Crosses

The Cross is a universal symbol. It is to be found everywhere, even in the constellations. It is in effect two intersecting lines, people interlacing arms in order to gee someone up – that is, a Cross provides support, it is a foundation, unlike a single line (a wall, a tower), which can easily be broken. A Cross was used in Roman times as a shameful means of putting someone to death. I imagine it is agonizing. The person on the Cross is at their most vulnerable, all parts exposed, arms outstretched. There is nowhere to hide. For God made man, it is the ultimate act of giving, nothing held back. For us, it is the denial of the ego, of our selfish impulses, because the Cross represents the ego (I) with a line drawn through it: †. It also represents, however, a plus-sign: +. This is what Christ meant by his seemingly paradoxical statement: “Those who find their life will lose it, and those who lose their life for my sake will find it” (Matthew 10:39). Jesus tells us to “deny ourselves, take up our Cross and follow him” (Matthew 16:24). We curb our passions, don’t give in to anger or lust, don’t try to avoid suffering. We endure, albeit only for a moment, and find our sight has been cleansed, our spiritual eye (I) has been opened (O). We count down, from 1 to 0. The Cross is a doorway, a signal of intent. Push a little, and it opens. Reveals the light. Like a child’s fist.

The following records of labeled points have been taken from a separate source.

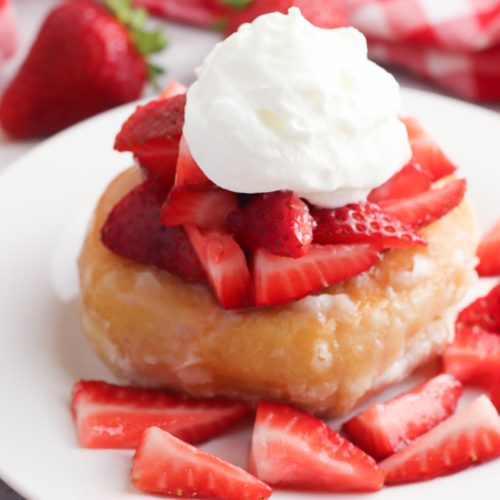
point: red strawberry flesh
(166, 465)
(489, 252)
(383, 429)
(225, 265)
(426, 153)
(410, 180)
(278, 280)
(134, 231)
(112, 416)
(363, 223)
(295, 450)
(279, 221)
(153, 134)
(82, 62)
(469, 437)
(424, 208)
(201, 208)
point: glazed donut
(323, 353)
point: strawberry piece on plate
(203, 209)
(410, 180)
(153, 133)
(279, 280)
(134, 231)
(383, 429)
(426, 153)
(484, 312)
(166, 465)
(173, 89)
(469, 437)
(292, 449)
(225, 265)
(279, 221)
(322, 13)
(474, 356)
(188, 174)
(363, 223)
(112, 416)
(489, 252)
(424, 208)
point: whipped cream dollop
(282, 104)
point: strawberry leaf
(145, 41)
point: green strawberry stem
(145, 41)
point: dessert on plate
(285, 234)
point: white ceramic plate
(46, 199)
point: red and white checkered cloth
(453, 43)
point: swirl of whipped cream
(282, 104)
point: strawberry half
(112, 416)
(426, 153)
(424, 208)
(363, 223)
(469, 437)
(383, 429)
(153, 133)
(278, 280)
(322, 13)
(166, 465)
(484, 312)
(134, 230)
(409, 181)
(474, 356)
(489, 253)
(225, 265)
(292, 449)
(188, 174)
(203, 209)
(279, 221)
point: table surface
(185, 43)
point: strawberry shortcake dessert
(286, 234)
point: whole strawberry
(87, 58)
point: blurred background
(450, 47)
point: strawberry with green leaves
(88, 57)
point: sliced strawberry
(153, 133)
(410, 180)
(494, 393)
(484, 312)
(489, 252)
(112, 416)
(426, 153)
(295, 450)
(164, 464)
(424, 208)
(134, 230)
(279, 280)
(203, 209)
(363, 223)
(172, 89)
(225, 265)
(279, 222)
(189, 175)
(383, 429)
(474, 356)
(469, 437)
(322, 13)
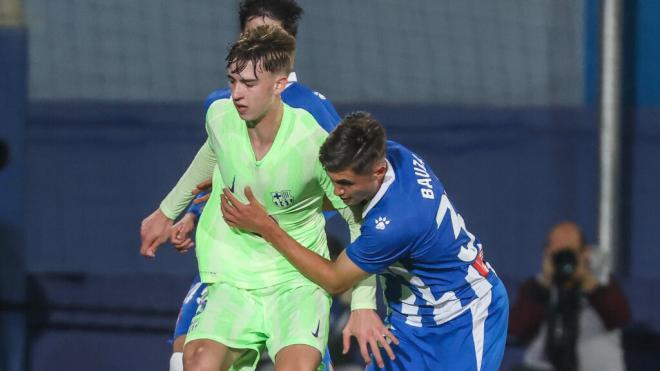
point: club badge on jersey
(283, 198)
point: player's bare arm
(154, 231)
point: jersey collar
(387, 182)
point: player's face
(254, 91)
(354, 189)
(257, 21)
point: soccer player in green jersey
(255, 298)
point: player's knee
(177, 344)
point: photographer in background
(569, 318)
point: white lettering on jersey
(467, 253)
(424, 178)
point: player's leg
(186, 314)
(208, 355)
(495, 329)
(226, 331)
(297, 358)
(298, 327)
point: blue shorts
(473, 341)
(189, 309)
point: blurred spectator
(569, 317)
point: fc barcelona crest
(282, 198)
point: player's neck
(263, 132)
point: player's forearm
(200, 169)
(318, 269)
(364, 294)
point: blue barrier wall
(13, 107)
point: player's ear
(280, 84)
(380, 168)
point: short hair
(355, 144)
(267, 44)
(287, 12)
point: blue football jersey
(413, 236)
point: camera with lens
(565, 264)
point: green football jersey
(288, 181)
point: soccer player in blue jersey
(446, 305)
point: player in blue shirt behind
(446, 306)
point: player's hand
(204, 186)
(251, 216)
(368, 329)
(181, 233)
(154, 231)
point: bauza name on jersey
(413, 236)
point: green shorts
(270, 318)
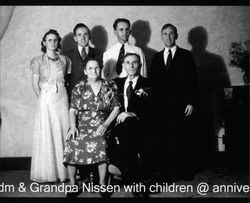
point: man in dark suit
(79, 54)
(174, 83)
(131, 127)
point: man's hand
(188, 110)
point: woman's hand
(101, 129)
(72, 133)
(122, 117)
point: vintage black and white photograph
(124, 101)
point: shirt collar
(173, 49)
(120, 44)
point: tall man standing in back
(79, 54)
(174, 83)
(113, 57)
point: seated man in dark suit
(79, 54)
(131, 148)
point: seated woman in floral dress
(94, 105)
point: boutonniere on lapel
(142, 92)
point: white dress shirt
(86, 49)
(110, 58)
(173, 50)
(125, 89)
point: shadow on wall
(68, 42)
(99, 37)
(212, 78)
(141, 31)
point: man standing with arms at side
(79, 54)
(113, 57)
(174, 83)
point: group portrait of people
(104, 113)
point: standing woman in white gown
(52, 115)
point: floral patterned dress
(93, 110)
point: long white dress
(51, 121)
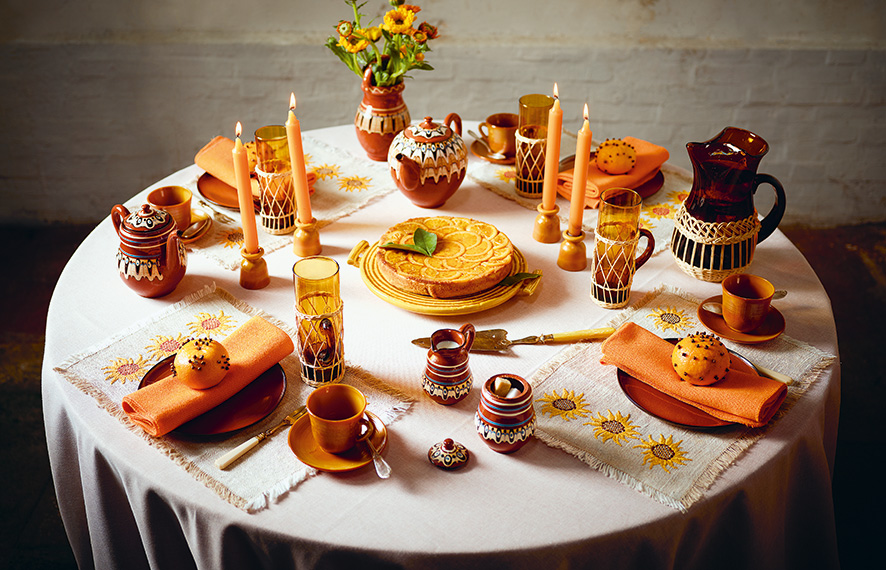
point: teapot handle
(773, 218)
(118, 214)
(468, 331)
(453, 117)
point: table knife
(231, 456)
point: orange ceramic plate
(670, 409)
(303, 445)
(248, 406)
(480, 150)
(771, 328)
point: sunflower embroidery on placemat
(567, 406)
(670, 318)
(665, 453)
(207, 324)
(616, 428)
(124, 369)
(162, 346)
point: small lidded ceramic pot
(429, 161)
(151, 258)
(447, 378)
(505, 418)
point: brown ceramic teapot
(151, 258)
(429, 161)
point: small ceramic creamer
(447, 378)
(429, 161)
(151, 258)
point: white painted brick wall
(86, 126)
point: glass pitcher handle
(773, 218)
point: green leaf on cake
(516, 278)
(423, 242)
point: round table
(126, 505)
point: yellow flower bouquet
(404, 46)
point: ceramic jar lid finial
(448, 454)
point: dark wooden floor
(851, 262)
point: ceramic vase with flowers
(382, 55)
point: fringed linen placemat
(657, 214)
(345, 183)
(114, 368)
(581, 409)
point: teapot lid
(428, 132)
(147, 223)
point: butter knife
(497, 339)
(235, 454)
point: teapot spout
(409, 174)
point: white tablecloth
(124, 504)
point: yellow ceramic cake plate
(363, 256)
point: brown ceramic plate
(771, 328)
(248, 406)
(303, 445)
(670, 409)
(480, 150)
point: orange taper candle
(297, 158)
(580, 177)
(244, 194)
(552, 153)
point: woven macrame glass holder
(623, 262)
(712, 251)
(320, 351)
(277, 201)
(530, 166)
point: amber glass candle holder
(272, 149)
(532, 135)
(318, 312)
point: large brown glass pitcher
(716, 228)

These are Crosses I have come across in my everyday life, in Bulgaria and other countries, on holiday or while performing an errand. I hope these photographs will serve to remind us of the presence of God in our daily lives.

This photo was taken in Alanya, Turkey. A double Cross like this is quite unusual.

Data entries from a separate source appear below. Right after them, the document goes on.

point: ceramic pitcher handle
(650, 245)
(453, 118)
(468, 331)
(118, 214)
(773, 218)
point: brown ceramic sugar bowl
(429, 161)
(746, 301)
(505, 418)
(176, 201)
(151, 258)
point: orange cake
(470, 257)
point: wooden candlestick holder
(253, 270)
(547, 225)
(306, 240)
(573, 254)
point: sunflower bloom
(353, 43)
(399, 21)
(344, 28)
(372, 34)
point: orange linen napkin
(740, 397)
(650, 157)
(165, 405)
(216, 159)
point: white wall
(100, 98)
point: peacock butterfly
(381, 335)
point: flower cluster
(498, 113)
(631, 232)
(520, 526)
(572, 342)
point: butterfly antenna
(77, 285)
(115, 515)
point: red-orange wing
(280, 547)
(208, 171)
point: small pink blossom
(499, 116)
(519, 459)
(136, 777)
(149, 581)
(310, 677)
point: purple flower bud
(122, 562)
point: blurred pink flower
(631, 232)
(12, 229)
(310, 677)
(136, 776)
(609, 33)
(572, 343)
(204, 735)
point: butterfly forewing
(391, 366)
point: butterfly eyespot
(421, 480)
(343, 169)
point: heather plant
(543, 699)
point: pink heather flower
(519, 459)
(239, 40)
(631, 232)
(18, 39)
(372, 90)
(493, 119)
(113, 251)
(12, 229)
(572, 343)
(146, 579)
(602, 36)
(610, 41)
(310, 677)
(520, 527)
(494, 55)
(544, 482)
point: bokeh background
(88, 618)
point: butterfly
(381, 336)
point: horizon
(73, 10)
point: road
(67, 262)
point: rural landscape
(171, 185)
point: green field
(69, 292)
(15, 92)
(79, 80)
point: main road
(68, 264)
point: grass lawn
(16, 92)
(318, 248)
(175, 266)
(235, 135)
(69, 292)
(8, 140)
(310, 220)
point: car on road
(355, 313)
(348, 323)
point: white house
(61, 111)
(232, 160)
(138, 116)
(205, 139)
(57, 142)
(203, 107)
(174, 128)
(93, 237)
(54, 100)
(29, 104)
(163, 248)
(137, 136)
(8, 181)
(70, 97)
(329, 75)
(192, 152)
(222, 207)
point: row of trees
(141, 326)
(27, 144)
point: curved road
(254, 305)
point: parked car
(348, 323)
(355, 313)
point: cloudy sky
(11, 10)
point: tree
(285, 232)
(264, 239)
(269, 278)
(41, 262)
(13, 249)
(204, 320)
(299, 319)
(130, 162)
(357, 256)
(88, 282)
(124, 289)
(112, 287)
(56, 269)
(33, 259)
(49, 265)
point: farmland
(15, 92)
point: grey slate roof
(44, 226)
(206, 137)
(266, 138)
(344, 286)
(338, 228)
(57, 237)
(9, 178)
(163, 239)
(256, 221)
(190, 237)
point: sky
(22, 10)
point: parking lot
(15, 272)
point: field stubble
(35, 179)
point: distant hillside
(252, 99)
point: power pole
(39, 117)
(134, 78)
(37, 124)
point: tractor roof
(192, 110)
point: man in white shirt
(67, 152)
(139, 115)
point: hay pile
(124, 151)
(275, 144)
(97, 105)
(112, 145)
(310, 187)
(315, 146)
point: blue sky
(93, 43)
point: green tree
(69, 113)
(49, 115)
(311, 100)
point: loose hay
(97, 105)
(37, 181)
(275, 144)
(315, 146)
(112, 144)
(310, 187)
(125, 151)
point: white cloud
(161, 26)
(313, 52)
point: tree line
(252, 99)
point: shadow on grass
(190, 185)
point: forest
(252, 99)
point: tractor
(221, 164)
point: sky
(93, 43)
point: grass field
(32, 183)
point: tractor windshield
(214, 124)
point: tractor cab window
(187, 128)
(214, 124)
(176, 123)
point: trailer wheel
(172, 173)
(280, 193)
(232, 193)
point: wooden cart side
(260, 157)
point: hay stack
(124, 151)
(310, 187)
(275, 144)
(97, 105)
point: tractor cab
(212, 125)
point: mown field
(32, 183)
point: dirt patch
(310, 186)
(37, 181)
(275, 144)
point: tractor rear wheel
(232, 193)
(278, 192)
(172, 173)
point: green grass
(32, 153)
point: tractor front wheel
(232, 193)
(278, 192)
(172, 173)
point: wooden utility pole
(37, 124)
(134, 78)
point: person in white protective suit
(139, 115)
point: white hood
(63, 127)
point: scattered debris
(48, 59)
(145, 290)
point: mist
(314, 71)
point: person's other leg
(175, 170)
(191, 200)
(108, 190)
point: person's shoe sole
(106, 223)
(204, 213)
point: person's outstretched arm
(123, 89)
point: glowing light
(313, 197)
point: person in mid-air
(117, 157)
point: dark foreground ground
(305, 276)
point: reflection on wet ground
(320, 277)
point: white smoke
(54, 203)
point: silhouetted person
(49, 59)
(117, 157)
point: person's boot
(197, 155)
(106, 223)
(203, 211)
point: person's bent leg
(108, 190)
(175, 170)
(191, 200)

This photo was taken at Cherepish Monastery, north of Sofia. I love the way the light has cast a shadow of the window on the first row of saints.
Kladnitsa Monastery, near Sofia. Eaves also form a Cross.

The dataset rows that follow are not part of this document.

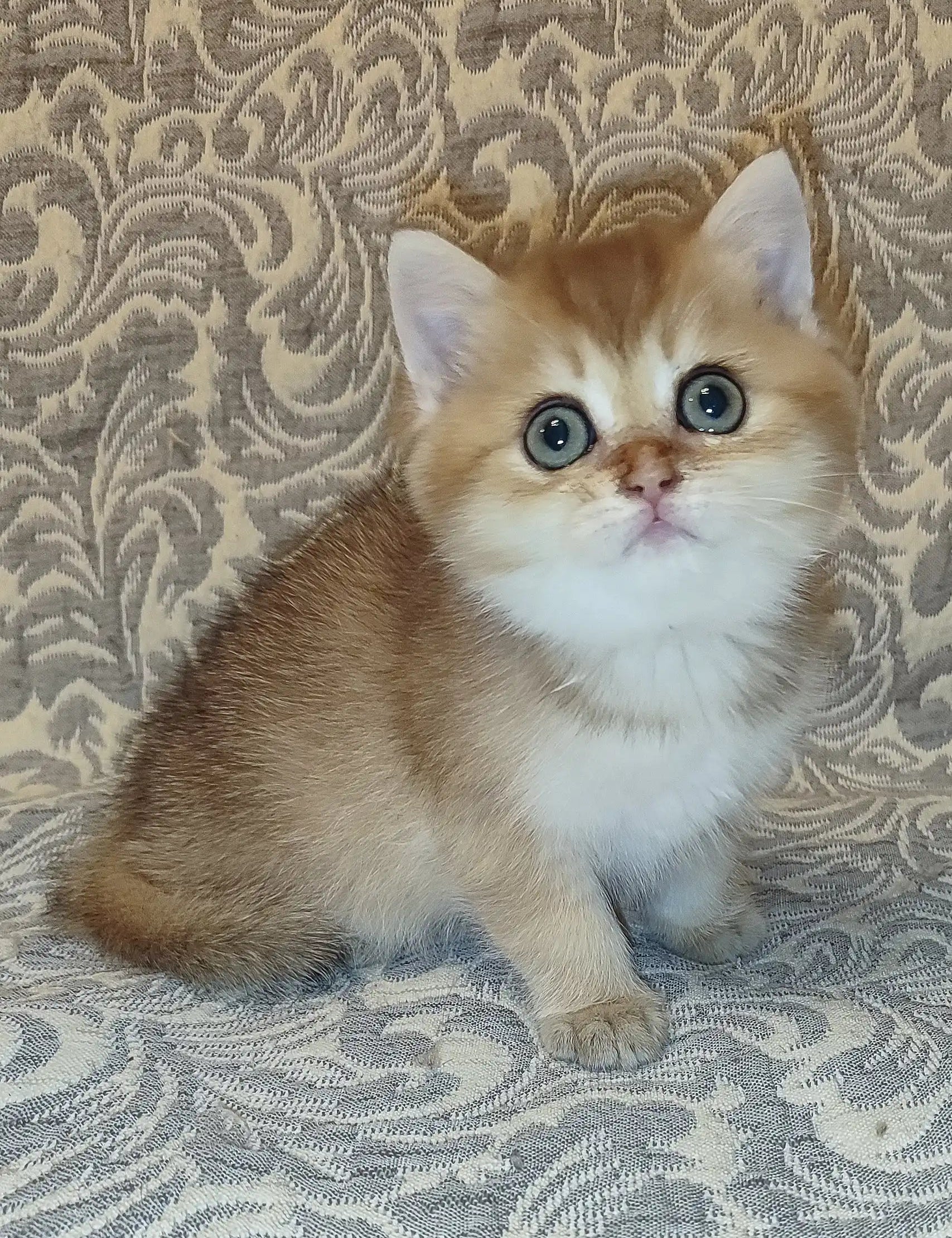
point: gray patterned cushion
(195, 349)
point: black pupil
(713, 402)
(556, 433)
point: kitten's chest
(684, 760)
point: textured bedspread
(195, 351)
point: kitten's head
(635, 432)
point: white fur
(670, 637)
(440, 297)
(762, 222)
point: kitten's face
(635, 431)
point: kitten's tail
(204, 936)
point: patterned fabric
(195, 351)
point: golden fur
(347, 762)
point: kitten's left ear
(440, 297)
(762, 218)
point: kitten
(537, 675)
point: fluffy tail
(205, 935)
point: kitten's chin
(658, 534)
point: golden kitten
(534, 676)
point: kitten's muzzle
(645, 470)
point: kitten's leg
(560, 931)
(703, 908)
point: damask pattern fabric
(196, 199)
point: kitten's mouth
(658, 532)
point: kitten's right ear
(440, 297)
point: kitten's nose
(646, 470)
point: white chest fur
(632, 794)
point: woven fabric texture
(196, 199)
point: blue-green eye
(559, 433)
(711, 402)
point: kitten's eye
(711, 402)
(559, 433)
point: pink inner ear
(762, 218)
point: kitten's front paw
(627, 1032)
(722, 942)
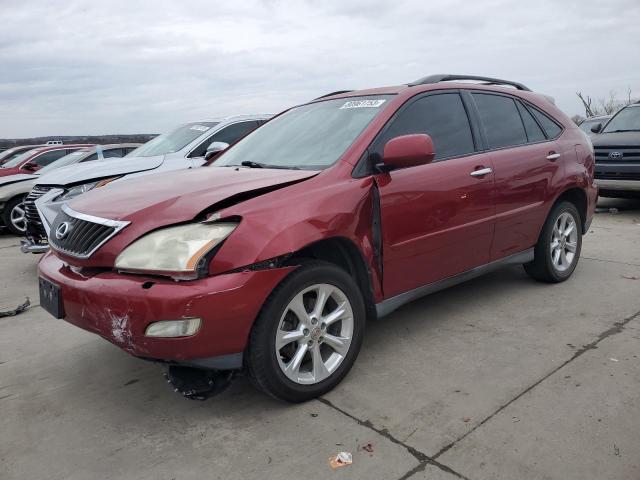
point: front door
(437, 220)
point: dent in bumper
(120, 307)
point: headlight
(73, 192)
(176, 250)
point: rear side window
(551, 127)
(501, 120)
(441, 116)
(534, 132)
(47, 157)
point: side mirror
(214, 149)
(31, 167)
(407, 151)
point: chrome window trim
(117, 226)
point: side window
(230, 135)
(48, 157)
(501, 120)
(551, 127)
(443, 117)
(534, 132)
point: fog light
(174, 328)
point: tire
(554, 260)
(268, 367)
(10, 216)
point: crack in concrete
(615, 329)
(611, 261)
(423, 459)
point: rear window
(501, 120)
(534, 132)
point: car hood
(172, 197)
(16, 177)
(620, 139)
(85, 172)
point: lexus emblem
(62, 230)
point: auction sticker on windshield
(363, 104)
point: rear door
(525, 164)
(437, 219)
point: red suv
(335, 212)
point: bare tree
(604, 106)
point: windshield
(173, 141)
(18, 160)
(70, 159)
(310, 137)
(627, 119)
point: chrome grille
(81, 235)
(34, 222)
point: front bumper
(31, 246)
(618, 185)
(119, 308)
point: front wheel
(308, 333)
(558, 248)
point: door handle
(481, 172)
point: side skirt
(390, 304)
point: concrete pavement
(501, 377)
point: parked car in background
(14, 212)
(33, 160)
(617, 150)
(339, 210)
(187, 146)
(13, 152)
(587, 123)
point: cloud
(83, 67)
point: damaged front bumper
(120, 308)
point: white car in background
(14, 188)
(187, 146)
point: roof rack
(445, 77)
(337, 92)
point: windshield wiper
(251, 164)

Vakarel Monastery, just east of Sofia. A Cross in the sky is similar to a face (a brow, mouth and two eyes).
Gabra, east of Sofia. Bent grasses draw Crosses all over the place.
This is one of my favourite Bulgarian monasteries – Seslavtsi, near Sofia, with its remarkable and rarely seen early seventeenth-century frescoes. The metal bars of the window have cast their own Cross on the wall.
Nedelishte Monastery. This was not an easy monastery to get to, in the west of Bulgaria, near the border with Serbia. I love the way the cobweb has formed a Cross with the window. To the right, the unmercenary physician Saint Panteleimon.
Gorni Pasarel Monastery, Sofia. This monastery is just a shell. The Cross is like a key. Of course, the two leaves of the door also form a Cross.
Dolni Pasarel Monastery, Sofia. Here the plaster has fallen away to reveal the beams.
This is a magical place – the Seven Rila Lakes. I was struck by the vein in the rock and the crack. Note the little stones that have become lodged there.
A photo from Wisley Gardens in Surrey, England. The fountain has formed a Cross.
The shadow from a bridge has cast a rather dramatic Cross on the waters of the Douro River in Porto, Portugal.
The intersection of an oar and a rowlock have created a rather beautiful Cross in the fishing town of Bueu, Galicia (north-west Spain). Note the strange writing, which actually says “lagoas” (“lagoons”), reflected in the water.
Mooring ropes in Bueu have the same effect.
This for me is a remarkable photo because the fishing boat’s winch in Rianxo, west Galicia, really does resemble a Crucifix.
During a walk on Vitosha, the mountain south of Sofia, I came across two twigs perfectly positioned to resemble a Cross.
This photo was taken at Kadamliya Waterfall in central Bulgaria. The tree and the rock form a Cross with the grass. How the tree remains rooted to the spot, I do not know!
This pink evening primrose in Velingrad, Bulgaria, forms a perfect Cross.
A brown insect that bears an uncanny resemblance to the Crucifix.
This is a different kind of winch – for lifting pilgrims in baskets to the aerial monasteries of Meteora in Greece. They don’t work anymore, and pilgrims have to climb stone steps instead.
Again, two twigs on Vitosha, the mountain south of Sofia, have formed a Cross, but here the Cross has a chain.
When we disembarked at Fiskardo on the Greek island of Cephalonia, I was struck by the Cross revealed by plaster on the wall.
I tried many times to capture this Cross, a reflection that appeared in the morning on a house in Sofia.
The classic Cross – two contrails in Berlin.
A dislodged paving stone on a street in Sofia.
Poppies have clear Crosses. This particularly luxurious specimen is to be found on the premises of the Georgian Patriarchate in Tbilisi.
Not all Crosses are pretty! This iron Cross is found in the village of Exogi, Ithaca.
On a walk on Ithaca, I came across this rather remarkable Cross formed by the vegetation.
I love this Cross, which has almost been obliterated by the footsteps of pilgrims on the Mount of Temptation outside the city of Jericho.
These girders in a basement in Metsovo, Greece, seem to represent Christ with the two thieves.